Cette session du Conseil national de l’USFP, tenue dimanche 27 février au siège du parti, devait être consacrée aux préparatifs du prochain Congrès national de l’Union socialiste des forces populaires. Cet ordre du jour sera balayé, ou presque, d’un revers de la main. Le printemps arabe et le mouvement du 20 février, au Maroc, se sont bruyamment invités aux travaux du Conseil national.  Très vite, c’est la question du retrait des Usfpéistes du gouvernement conduit par Abbas Al Fassi qui est au cœur des interventions de ceux et celles qui prennent la parole.
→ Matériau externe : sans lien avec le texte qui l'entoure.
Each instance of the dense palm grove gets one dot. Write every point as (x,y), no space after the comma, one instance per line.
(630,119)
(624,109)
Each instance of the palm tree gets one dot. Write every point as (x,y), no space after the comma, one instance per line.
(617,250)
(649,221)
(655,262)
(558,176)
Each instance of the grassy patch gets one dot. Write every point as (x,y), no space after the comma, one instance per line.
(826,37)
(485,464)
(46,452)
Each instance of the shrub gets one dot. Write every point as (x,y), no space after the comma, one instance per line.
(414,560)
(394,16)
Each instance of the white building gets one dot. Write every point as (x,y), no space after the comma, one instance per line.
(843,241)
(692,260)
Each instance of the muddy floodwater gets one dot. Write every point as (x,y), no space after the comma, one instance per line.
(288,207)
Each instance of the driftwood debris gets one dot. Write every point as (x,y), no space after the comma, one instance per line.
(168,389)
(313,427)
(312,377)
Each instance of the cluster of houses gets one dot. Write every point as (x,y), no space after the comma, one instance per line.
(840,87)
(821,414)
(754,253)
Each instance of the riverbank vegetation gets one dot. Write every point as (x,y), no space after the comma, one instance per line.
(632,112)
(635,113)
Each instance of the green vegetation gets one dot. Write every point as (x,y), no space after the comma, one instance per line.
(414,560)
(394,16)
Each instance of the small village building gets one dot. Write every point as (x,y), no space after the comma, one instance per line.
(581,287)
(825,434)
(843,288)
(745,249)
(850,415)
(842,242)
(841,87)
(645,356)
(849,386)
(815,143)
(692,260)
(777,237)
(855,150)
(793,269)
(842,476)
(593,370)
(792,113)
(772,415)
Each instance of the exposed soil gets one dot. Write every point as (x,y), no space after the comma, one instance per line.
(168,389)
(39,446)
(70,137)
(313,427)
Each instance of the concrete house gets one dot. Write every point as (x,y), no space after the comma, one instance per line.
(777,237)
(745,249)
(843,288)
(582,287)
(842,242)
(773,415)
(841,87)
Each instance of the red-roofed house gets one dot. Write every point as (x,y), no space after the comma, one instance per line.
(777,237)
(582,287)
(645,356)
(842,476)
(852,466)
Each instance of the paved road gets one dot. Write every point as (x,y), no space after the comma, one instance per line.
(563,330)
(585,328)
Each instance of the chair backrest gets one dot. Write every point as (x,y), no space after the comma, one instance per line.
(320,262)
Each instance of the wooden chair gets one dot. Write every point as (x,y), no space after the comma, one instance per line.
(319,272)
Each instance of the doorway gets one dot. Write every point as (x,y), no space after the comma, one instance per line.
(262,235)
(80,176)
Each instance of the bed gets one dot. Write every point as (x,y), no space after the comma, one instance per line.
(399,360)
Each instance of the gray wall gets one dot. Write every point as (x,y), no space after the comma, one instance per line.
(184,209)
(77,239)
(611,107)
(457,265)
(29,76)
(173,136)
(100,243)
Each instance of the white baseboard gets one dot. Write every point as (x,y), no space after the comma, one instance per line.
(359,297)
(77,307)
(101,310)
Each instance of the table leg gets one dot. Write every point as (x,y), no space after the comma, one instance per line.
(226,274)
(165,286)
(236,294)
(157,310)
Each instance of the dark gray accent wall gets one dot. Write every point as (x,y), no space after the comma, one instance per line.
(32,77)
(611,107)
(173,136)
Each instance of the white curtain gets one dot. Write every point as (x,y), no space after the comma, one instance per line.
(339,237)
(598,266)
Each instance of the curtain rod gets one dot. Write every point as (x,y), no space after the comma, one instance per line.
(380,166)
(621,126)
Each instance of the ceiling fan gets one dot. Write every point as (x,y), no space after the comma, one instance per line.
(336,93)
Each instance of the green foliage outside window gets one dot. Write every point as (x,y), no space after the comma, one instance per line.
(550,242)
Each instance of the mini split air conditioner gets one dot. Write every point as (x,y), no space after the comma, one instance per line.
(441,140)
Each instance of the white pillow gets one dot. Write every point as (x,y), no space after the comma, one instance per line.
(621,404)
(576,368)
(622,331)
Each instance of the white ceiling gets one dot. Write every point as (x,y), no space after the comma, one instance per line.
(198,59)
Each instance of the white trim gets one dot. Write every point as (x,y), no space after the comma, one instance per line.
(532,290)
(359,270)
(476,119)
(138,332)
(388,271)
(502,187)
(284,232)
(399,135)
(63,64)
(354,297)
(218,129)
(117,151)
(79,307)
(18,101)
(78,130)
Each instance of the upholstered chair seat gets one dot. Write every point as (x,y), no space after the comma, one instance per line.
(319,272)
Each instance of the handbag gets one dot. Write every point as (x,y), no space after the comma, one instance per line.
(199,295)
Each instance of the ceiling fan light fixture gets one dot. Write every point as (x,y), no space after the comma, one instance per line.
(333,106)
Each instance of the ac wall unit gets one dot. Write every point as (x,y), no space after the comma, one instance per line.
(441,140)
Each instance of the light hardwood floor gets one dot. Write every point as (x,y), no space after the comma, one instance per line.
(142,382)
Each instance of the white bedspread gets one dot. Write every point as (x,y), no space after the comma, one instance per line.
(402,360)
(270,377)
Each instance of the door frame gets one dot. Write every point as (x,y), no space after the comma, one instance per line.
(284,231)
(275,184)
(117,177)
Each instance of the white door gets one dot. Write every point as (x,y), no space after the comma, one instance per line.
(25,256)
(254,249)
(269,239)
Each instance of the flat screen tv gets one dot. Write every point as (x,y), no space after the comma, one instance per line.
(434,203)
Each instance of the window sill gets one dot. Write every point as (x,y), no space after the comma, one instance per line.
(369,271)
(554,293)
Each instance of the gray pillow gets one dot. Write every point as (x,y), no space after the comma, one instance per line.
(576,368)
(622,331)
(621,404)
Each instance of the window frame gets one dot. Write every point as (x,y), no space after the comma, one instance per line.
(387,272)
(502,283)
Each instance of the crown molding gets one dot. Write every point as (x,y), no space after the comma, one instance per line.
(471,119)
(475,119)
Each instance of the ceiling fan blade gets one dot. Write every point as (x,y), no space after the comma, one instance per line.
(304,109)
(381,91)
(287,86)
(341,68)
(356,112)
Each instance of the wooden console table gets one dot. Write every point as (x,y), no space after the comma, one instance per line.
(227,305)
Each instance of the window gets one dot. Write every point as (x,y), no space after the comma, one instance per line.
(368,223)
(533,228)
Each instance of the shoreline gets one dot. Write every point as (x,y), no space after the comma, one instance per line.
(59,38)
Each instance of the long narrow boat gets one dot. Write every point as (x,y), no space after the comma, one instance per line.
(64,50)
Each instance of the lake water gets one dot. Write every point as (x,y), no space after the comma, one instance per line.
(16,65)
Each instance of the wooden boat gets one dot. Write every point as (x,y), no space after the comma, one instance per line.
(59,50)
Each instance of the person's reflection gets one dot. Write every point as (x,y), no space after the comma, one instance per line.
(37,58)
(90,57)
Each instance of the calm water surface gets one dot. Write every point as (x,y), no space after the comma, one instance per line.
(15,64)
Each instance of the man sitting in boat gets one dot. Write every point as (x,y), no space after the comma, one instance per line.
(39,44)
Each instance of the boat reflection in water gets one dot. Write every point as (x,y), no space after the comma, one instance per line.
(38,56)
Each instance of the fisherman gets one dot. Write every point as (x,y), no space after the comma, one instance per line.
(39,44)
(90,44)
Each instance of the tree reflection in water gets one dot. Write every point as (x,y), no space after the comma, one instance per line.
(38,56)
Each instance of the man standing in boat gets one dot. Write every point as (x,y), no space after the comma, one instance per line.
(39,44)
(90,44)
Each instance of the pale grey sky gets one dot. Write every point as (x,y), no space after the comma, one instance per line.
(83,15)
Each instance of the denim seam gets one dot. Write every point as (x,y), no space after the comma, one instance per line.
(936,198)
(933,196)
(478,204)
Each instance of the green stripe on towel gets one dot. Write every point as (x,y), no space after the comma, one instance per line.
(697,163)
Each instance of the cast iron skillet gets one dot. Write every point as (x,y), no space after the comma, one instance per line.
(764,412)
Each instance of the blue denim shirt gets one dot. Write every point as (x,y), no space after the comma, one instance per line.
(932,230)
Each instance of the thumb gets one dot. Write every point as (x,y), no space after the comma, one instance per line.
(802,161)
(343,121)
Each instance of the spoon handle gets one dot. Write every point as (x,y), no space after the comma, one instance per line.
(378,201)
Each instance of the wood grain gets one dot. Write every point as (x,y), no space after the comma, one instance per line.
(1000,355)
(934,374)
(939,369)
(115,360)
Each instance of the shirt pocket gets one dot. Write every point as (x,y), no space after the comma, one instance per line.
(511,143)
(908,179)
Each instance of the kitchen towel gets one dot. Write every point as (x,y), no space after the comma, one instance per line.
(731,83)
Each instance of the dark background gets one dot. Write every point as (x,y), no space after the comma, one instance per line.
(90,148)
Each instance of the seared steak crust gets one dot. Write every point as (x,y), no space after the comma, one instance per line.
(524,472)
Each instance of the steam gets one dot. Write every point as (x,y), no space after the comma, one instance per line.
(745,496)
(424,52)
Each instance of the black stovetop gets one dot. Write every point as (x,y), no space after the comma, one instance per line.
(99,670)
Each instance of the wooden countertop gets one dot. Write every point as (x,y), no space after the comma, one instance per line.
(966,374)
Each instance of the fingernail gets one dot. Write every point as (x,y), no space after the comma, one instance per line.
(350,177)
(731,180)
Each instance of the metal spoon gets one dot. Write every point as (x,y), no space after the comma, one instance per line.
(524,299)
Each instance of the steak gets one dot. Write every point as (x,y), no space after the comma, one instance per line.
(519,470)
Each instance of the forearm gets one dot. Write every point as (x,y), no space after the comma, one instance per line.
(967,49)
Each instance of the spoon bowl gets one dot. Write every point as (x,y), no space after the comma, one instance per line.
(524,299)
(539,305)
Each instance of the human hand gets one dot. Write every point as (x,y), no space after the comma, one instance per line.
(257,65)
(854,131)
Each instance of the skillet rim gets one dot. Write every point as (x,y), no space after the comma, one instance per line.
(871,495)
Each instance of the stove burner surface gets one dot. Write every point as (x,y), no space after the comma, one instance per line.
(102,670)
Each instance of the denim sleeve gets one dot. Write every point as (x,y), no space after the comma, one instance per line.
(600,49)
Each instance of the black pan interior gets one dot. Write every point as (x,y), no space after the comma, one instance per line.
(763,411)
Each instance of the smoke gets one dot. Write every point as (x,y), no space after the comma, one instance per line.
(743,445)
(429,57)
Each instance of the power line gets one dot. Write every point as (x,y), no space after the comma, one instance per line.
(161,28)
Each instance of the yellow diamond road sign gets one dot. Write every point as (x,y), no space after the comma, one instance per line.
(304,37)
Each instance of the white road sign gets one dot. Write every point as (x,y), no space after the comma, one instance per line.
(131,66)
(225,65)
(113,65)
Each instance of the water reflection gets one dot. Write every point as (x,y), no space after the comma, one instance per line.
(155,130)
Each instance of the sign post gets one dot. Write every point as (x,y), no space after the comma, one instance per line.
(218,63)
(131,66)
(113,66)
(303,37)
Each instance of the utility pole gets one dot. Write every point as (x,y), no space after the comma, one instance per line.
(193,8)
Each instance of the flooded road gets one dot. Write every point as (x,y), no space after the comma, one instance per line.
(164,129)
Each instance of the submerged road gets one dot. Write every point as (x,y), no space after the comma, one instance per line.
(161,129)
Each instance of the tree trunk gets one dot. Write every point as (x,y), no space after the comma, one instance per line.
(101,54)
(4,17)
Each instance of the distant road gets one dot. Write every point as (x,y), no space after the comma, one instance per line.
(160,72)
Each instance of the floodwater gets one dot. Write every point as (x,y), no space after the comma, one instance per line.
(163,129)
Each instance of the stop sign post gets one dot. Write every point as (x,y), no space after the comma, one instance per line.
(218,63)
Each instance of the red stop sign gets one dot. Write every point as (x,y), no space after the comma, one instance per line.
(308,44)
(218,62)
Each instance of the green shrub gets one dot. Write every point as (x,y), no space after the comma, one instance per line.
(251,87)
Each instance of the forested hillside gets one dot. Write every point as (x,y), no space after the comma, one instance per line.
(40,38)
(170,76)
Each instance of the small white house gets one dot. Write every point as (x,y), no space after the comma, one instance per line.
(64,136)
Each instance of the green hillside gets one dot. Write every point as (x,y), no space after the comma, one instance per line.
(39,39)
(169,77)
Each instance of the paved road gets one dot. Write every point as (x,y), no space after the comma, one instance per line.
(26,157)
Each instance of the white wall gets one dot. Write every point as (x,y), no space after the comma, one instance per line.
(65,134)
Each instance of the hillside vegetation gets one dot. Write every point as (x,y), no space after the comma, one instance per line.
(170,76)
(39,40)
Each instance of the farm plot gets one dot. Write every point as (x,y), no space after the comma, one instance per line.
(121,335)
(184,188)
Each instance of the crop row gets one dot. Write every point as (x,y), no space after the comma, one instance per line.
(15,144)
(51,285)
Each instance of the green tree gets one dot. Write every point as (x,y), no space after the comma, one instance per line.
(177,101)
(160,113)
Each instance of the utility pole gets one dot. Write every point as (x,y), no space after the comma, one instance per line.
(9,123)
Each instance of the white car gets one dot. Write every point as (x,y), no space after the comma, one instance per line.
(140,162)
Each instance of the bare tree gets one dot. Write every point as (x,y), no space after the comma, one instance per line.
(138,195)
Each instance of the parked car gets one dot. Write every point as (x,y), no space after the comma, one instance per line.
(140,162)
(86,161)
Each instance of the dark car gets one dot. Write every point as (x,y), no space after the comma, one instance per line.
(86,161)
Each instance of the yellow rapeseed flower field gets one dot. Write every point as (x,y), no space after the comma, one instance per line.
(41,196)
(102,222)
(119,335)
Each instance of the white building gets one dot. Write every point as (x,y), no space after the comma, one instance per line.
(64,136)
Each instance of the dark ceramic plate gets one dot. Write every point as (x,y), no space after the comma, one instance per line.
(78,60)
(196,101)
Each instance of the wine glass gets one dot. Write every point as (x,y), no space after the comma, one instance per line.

Une partie du bureau national de la Chabiba ittihadia, des responsables du Conseil national, des militants, des mécontents se succèdent à la tribune pour tenir à peu près le même discours : en l’absence de réformes politiques et constitutionnelles réclamées aujourd’hui par l’opinion publique et en particulier par la jeunesse marocaine, l’USFP ne peut plus continuer de participer à un gouvernement impopulaire, « contre lequel des slogans sont scandés depuis les manifestations du 20 février ».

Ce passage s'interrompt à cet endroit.